Overview
Inspect is an open-source framework designed to make systematic, extensible, and reproducible evaluations of large language models (LLMs) straightforward. Created by the UK AI Security Institute (AISI) and hosted in the UK Government BEIS GitHub organization, Inspect bundles common evaluation patterns and utilities so teams can focus on designing and running meaningful tests rather than reimplementing evaluation scaffolding.
Key features
- Built-in components for prompt engineering: helpers and templates to manage prompts consistently across experiments.

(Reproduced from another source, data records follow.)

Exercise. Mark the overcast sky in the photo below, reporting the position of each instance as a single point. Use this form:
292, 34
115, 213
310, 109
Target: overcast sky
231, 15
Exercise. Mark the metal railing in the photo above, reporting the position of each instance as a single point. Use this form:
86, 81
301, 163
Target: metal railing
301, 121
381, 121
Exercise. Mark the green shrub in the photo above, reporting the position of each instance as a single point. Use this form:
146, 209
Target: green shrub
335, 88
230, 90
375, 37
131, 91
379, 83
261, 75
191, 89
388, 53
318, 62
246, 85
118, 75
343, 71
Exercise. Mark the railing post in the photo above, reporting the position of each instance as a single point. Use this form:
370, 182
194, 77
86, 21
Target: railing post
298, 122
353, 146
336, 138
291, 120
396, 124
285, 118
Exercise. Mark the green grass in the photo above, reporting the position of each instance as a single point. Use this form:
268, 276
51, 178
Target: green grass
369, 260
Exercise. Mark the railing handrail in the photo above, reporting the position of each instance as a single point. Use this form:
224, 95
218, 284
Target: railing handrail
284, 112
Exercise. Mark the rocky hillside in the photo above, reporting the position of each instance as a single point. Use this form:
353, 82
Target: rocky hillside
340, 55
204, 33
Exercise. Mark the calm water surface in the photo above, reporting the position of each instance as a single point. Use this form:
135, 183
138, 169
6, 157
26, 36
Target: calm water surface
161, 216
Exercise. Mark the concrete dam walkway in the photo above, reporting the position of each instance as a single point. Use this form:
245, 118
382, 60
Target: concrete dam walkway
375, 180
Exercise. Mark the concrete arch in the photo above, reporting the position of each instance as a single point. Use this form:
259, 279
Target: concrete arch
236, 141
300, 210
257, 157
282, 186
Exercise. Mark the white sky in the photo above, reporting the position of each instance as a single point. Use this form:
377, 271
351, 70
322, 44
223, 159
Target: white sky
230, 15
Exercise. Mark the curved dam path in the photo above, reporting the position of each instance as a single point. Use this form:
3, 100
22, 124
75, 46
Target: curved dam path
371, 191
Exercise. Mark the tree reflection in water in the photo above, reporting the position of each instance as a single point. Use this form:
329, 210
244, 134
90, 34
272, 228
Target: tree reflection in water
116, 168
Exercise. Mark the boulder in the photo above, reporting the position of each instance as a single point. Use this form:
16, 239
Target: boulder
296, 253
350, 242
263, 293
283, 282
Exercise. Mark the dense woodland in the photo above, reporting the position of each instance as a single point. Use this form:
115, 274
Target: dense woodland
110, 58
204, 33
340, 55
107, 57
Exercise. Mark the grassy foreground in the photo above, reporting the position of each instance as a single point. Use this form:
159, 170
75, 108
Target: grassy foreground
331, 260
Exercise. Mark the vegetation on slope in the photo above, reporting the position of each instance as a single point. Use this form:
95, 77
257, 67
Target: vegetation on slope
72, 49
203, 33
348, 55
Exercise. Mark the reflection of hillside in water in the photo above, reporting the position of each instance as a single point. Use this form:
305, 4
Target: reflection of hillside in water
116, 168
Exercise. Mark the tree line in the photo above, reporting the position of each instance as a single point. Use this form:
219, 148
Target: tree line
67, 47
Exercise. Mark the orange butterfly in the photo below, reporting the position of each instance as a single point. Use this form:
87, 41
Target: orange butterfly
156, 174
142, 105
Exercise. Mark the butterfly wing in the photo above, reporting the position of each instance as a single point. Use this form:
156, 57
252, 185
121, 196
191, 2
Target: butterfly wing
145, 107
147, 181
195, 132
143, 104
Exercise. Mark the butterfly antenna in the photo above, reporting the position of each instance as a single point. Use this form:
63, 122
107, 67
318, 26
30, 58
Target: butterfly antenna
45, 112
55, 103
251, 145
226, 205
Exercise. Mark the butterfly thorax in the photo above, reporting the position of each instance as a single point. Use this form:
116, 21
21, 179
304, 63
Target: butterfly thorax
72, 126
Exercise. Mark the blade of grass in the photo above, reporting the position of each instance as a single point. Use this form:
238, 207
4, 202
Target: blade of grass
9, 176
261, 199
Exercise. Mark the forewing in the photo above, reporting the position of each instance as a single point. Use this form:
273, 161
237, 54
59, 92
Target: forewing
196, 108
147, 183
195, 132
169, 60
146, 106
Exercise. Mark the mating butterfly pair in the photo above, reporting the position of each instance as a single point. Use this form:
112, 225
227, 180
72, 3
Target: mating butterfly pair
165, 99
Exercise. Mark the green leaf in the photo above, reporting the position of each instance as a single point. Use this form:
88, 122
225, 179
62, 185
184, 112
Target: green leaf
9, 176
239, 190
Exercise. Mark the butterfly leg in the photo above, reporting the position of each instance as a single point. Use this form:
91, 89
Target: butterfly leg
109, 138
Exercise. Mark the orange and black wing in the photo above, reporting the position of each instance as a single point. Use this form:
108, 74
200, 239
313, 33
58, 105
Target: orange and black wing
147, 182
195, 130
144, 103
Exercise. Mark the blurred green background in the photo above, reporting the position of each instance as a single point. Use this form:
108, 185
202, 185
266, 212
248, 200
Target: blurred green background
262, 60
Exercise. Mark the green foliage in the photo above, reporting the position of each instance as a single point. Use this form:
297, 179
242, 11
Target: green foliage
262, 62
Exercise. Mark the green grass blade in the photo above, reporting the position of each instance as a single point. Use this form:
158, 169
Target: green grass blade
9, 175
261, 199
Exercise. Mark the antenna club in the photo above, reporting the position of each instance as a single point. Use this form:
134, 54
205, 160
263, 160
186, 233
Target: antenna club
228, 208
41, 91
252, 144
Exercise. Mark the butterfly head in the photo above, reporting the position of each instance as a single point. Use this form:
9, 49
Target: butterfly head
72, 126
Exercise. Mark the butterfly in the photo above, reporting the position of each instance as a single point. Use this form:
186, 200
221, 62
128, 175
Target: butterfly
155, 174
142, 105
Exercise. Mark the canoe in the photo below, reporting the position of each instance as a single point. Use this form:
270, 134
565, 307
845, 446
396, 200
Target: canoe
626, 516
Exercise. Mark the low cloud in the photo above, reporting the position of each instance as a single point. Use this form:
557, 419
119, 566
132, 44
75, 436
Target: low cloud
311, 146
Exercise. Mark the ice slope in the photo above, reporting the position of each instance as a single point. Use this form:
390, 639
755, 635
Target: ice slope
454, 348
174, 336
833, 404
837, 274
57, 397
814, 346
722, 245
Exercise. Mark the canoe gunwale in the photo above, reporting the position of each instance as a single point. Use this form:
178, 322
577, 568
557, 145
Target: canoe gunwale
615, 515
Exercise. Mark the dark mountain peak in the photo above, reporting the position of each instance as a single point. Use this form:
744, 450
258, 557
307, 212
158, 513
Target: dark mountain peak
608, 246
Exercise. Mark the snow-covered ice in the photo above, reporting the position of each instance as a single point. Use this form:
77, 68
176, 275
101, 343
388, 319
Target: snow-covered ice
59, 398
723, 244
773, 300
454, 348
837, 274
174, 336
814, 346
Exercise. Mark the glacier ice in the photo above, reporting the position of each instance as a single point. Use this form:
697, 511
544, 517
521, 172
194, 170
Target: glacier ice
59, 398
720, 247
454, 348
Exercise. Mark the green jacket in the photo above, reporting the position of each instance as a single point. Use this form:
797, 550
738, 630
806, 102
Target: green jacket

- Tool usage and multi-turn dialogue support: evaluate models in interactive, multi-step scenarios including tool calls and stateful conversations.
- Model-graded evaluations: support for evaluations where models themselves provide graded responses or judgments.
- Large collection of pre-built evaluations: includes 100+ ready-to-run evaluation suites (Inspect Evals) that can be executed against any compatible model.
- Extensible architecture: additional elicitation and scoring techniques can be provided via separate Python packages, making it straightforward to add new metrics or evaluation styles.
Who it's for
Inspect targets researchers, safety engineers, and practitioners who need a repeatable framework for benchmarking and stress-testing LLMs. It’s useful for comparing model behavior across prompts, tool configurations, multi-turn interactions, and scoring strategies.
Quick start (high-level)
- Clone the repository and install in editable mode with dev dependencies (recommended for contributors):
git clone https://github.com/UKGovernmentBEIS/inspect_ai.git cd inspect_ai pip install -e ".[dev]" - Optionally install pre-commit hooks and run checks/tests (
make hooks,make check,make test). - See the documentation site for detailed guides and the collection of pre-built evaluations: https://inspect.aisi.org.uk/.
Integration and extensibility
Inspect is designed as an evaluation infrastructure rather than a model runtime. It can be used with different model backends and evaluation extensions. Teams can add new elicitation techniques, scoring methods, or datasets via Python extension packages. The project also documents how to build and preview documentation using Quarto for contributors working on docs.
Project signals and community
The GitHub repository (UKGovernmentBEIS/inspect_ai) is actively published with community-facing documentation and a demo collection (Inspect Evals). It contains contributor guidance (linting, tests, recommended VS Code extensions) to help development and review. The project README links to the official Inspect documentation (inspect.aisi.org.uk) for full usage details.